Retaliation and harassment are the most commonly filed employment law claims nationwide. After the Fourth Circuit’s recent decision in Boyer-Liberto v. Fountainbleau Corp., No. 13-1473 (4th Cir. May 7, 2015) lawsuits alleging hostile work environment and harassment will only be more difficult for employers to dispose of. The Fourth Circuit held that a single instance of harassment may create an actionable hostile work environment claim, and that an employee can be protected from retaliation when complaining about harassment, even if the purported harassment is ultimately not severe enough to create a hostile work environment.
Boyer-Liberto, an African-American cocktail waitress, worked at a hotel in Maryland owned by Fontainebleau for seven weeks and was fired after she made a complaint to human resources that a Caucasian supervisor directed a racial slur at her twice in less than 24 hours. Boyer-Liberto filed suit in the Maryland District Court asserting claims for hostile work environment and retaliation.
The employer moved for summary judgment as to the hostile work environment claims arguing that the name calling was too isolated to create a hostile work environment. It also moved for summary judgment as to the retaliation claims, arguing that Boyer-Liberto failed to show that she engaged in protected oppositional activity. The employer claimed that in order for Boyer-Liberto to have engaged in protected activity when making her internal complaint, she had to have reasonably believed that the complained-of behavior was severe or pervasive enough to create a hostile work environment. The employer maintained that Boyer-Liberto could not have reasonably believed the isolated conduct she encountered was severe enough under the circumstances. The federal district court and panel Fourth Circuit Court agreed.
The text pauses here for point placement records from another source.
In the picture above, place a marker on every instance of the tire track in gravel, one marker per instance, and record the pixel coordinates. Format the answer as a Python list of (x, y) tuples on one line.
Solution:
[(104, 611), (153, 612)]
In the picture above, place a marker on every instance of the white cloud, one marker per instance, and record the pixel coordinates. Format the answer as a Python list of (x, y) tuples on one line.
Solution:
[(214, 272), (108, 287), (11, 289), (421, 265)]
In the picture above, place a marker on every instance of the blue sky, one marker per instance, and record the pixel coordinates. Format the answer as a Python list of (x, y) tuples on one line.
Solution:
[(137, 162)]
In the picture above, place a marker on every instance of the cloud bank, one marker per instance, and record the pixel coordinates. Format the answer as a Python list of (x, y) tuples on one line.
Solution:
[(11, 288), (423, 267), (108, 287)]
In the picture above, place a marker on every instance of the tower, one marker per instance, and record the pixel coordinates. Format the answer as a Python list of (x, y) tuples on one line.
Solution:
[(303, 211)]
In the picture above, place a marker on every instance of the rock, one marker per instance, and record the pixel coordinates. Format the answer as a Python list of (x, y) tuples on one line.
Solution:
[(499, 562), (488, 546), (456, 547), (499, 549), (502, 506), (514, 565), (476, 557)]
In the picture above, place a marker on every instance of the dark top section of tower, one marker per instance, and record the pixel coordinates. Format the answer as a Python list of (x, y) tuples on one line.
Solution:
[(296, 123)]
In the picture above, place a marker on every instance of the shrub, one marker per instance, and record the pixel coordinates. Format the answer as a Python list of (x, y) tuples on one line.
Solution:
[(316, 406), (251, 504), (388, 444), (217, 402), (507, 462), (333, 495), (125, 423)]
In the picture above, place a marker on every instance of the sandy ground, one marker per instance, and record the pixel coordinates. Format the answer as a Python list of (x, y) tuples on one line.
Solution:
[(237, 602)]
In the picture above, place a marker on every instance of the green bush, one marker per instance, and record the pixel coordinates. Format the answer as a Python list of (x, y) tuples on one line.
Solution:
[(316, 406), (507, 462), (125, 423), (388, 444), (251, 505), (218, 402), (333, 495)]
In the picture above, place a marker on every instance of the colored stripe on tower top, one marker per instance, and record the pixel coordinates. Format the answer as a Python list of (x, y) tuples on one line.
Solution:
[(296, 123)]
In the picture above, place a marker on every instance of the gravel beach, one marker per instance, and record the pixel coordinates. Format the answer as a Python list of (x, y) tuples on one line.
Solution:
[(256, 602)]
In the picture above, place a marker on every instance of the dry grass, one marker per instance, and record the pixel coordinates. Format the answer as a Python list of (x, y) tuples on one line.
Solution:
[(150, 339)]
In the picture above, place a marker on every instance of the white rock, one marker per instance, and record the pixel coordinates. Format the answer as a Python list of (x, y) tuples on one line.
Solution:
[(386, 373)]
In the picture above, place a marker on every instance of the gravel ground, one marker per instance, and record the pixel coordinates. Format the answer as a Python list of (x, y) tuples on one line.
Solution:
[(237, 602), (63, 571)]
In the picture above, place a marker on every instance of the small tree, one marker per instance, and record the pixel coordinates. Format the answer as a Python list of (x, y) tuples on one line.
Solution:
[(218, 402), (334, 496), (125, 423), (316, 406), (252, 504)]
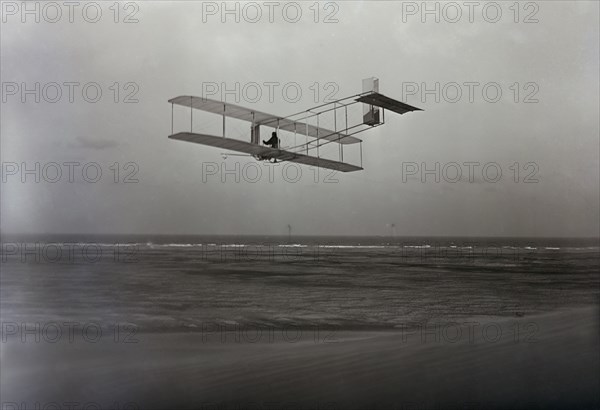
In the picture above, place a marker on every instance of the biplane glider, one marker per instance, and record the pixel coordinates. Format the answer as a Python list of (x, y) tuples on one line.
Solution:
[(315, 135)]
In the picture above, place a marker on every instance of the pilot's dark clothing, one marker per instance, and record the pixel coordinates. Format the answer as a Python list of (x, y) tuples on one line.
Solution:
[(273, 142)]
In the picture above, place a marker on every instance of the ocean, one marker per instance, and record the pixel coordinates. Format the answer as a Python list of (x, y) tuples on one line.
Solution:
[(182, 283)]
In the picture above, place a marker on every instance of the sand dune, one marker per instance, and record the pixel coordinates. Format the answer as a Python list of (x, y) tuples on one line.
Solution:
[(553, 363)]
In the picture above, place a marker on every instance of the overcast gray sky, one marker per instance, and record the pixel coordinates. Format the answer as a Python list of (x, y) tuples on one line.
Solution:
[(181, 48)]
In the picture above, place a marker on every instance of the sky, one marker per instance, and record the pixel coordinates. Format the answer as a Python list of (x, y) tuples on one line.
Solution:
[(510, 99)]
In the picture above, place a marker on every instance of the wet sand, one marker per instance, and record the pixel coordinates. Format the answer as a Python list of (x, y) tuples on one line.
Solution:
[(552, 361)]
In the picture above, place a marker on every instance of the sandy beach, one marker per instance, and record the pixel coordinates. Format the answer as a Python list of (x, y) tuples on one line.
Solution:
[(551, 361)]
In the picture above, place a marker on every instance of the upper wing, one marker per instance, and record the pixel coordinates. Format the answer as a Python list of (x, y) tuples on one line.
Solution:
[(261, 118), (387, 103), (265, 152)]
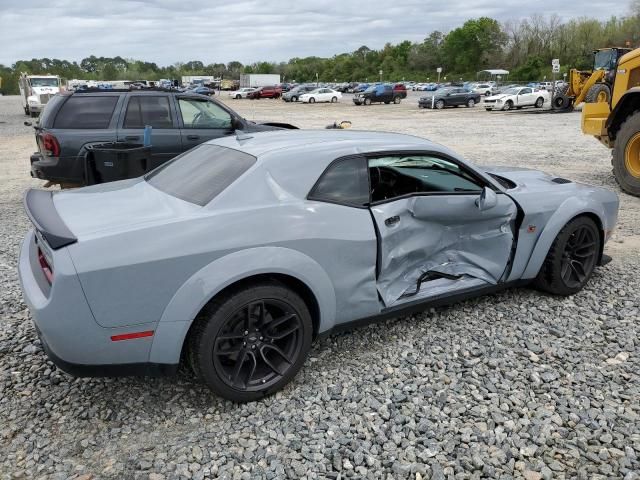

After an en banc hearing before the full Fourth Circuit Court, the district court and panel Fourth Circuit decisions were reversed. The Fourth Circuit held that the two single incidents were enough to constitute harassment. The Court went even further holding that a single instance of harassment can be enough to constitute a hostile work environment. The Court acknowledges affirmative change to the legal landscape it was making recognizing that it “is a first for our court…”
However, the Fourth Circuit went even further expanding employee protections from retaliation. The court held that “an employee is protected from retaliation when she reports an isolated incident of harassment that is physically threatening or humiliating, even if a hostile work environment is not engendered by that incident alone.” The court held that the comments made by the supervisor in this case were sufficiently threatening and humiliating to survive a summary judgment motion.
The decision unquestionably makes it easier for plaintiffs alleging hostile work environment claims to survive summary judgment in the Fourth Circuit and is certain to be a game changer for defendants seeking dispositive motions nationwide. Single incident harassment is frequently alleged and disposed of prior to trial. However, if such claims are now to be litigated to their fullest extent, we can expect to see an influx of this type of litigation.
The decision also expands the potential for retaliation claims and undoubtedly encourage more employees to seek redress for perceived retaliation as this is a further sign that courts will rely on employees subjective perceptions of behaviors in the workplace to establish protected activity. Employers need to educate management to ensure that there is heightened awareness as to the very nature of protected activity. If management is unable to identify protected activity employers will be vulnerable to retaliation claims.